Question

If $A$ and $B$ are two independent events such that$P(A\prime \cap B)=\frac{2}{15}$ and$P(A\cap B\prime )=\frac{1}{6}$, the $P\left(B\right)$ is

Answer 1

Step 1: Use properties of independent events to generate equations.

Given,

$P(A\prime \cap B)=\frac{2}{15}$

$P(A\cap B\prime )=\frac{1}{6}$

It is given that $A$ and $B$ and are independent. Thus,

$\begin{array}{rcl}\mathit{P}\mathbf{(}\mathit{A}\mathbf{\text{'}}\mathbf{\cap }\mathit{B}\mathbf{)}& \mathbf{=}& \mathit{P}\mathbf{(}\mathit{A}\mathbf{\text{'}}\mathbf{)}\mathbf{\times }\mathit{P}\mathbf{\left(}\mathit{B}\mathbf{\right)}\\ & =& [1-P(A\left)\right]\times P\left(B\right)=\frac{2}{15}\dots \left(\mathrm{i}\right)\end{array}$.

$\begin{array}{rcl}\mathit{P}\mathbf{(}\mathit{A}\mathbf{\cap }\mathit{B}\mathbf{\text{'}}\mathbf{)}& \mathbf{=}& \mathit{P}\mathbf{\left(}\mathit{A}\mathbf{\right)}\mathbf{\times }\mathit{P}\mathbf{(}\mathit{B}\mathbf{\text{'}}\mathbf{)}\\ & =& P\left(A\right)\times [1-P(B\left)\right]=\frac{1}{6}\dots \left(\mathrm{ii}\right)\end{array}$

Upon subtracting $\left(\mathrm{i}\right)$ from $\left(\mathrm{ii}\right)$ we get,

$P\left(A\right)-P\left(B\right)=\frac{1}{6}-\frac{2}{15}$

$\Rightarrow P\left(A\right)-P\left(B\right)=\frac{1}{30}$

$\Rightarrow$ $P\left(A\right)=\frac{1}{30}+P\left(B\right)$. $\dots \left(\mathrm{iii}\right)$

Step 2: Substitute equation $\left(\mathrm{iii}\right)$ in equation $\left(\mathrm{ii}\right)$ and solve the resulting quadratic equation.

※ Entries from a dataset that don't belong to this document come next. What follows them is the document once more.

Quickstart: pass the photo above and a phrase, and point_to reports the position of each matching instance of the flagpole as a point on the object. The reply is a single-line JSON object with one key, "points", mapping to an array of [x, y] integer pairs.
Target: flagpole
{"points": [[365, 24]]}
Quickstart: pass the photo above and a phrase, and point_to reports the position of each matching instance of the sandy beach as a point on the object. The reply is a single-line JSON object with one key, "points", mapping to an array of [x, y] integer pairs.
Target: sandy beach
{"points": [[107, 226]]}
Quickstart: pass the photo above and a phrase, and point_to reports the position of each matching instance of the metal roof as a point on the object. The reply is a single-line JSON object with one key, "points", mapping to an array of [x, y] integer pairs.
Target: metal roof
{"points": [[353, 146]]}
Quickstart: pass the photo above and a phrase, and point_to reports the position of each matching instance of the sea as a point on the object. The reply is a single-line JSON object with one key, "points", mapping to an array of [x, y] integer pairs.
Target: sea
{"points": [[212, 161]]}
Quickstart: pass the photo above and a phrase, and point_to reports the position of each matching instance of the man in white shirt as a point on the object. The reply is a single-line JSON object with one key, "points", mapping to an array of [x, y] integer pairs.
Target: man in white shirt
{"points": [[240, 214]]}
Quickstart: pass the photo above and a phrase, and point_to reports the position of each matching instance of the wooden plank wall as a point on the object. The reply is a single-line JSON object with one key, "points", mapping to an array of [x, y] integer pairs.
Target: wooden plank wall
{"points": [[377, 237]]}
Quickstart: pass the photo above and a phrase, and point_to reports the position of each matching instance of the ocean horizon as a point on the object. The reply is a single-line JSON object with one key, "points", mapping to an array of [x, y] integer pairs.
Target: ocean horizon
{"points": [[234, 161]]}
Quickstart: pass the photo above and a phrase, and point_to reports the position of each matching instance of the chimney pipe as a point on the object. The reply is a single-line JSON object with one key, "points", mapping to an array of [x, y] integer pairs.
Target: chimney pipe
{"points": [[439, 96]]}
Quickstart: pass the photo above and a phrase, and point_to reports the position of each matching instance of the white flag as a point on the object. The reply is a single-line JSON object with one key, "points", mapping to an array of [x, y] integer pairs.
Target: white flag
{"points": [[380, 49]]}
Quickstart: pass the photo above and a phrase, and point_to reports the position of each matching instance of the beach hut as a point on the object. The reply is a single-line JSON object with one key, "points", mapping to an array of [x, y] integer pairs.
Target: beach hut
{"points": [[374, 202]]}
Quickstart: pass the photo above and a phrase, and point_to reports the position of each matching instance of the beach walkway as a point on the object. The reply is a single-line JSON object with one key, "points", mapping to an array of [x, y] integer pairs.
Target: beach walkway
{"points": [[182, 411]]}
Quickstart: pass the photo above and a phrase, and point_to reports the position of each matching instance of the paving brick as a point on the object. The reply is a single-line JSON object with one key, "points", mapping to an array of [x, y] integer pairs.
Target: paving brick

Substituting $\left(\mathrm{iii}\right)$ in $\left(\mathrm{ii}\right)$we get,

$\left[\frac{1}{30}+P\left(B\right)\right]·\left[1-P\left(B\right)\right]=\frac{1}{6}$

$\Rightarrow$$-P{\left(B\right)}^2-\frac{1}{30}P\left(B\right)+P\left(B\right)+\frac{1}{30}=\frac{1}{6}$

$\Rightarrow$ $P{\left(B\right)}^2-\frac{29}{30}P\left(B\right)+\frac{4}{30}=0$

$\Rightarrow$ $30P{\left(B\right)}^2-29P\left(B\right)+4=0$

This is a quadratic equation in $P\left(B\right)$.

For a quadratic equation of the form $a{x}^2+bx+c=0$ where $a\ne 0$, the roots of theequation are given as,

$\mathit{x}\mathbf{=}\frac{\mathbf{-}\mathbf{b}\mathbf{\pm }\sqrt{{\mathbf{b}}^{\mathbf{2}}\mathbf{-}\mathbf{4}\mathbf{a}\mathbf{c}}}{\mathbf{2}\mathbf{a}}$

Using the above formula,

$P\left(B\right)=\frac{-(-29)\pm \sqrt{{(-29)}^2-4\times 30\times 4}}{2\times 30}$

$$\begin{gathered} \Rightarrow P\left(B\right)=\frac{29\pm \sqrt{361}}{60} \\ \Rightarrow P\left(B\right)=\frac{29\pm 19}{60} \end{gathered}$$

$\Rightarrow P\left(B\right)=\frac{4}{5}$ or $P\left(B\right)=\frac{1}{6}$

Hence the value of $P\left(B\right)$ is $\frac{4}{5}$ or $\frac{1}{6}$.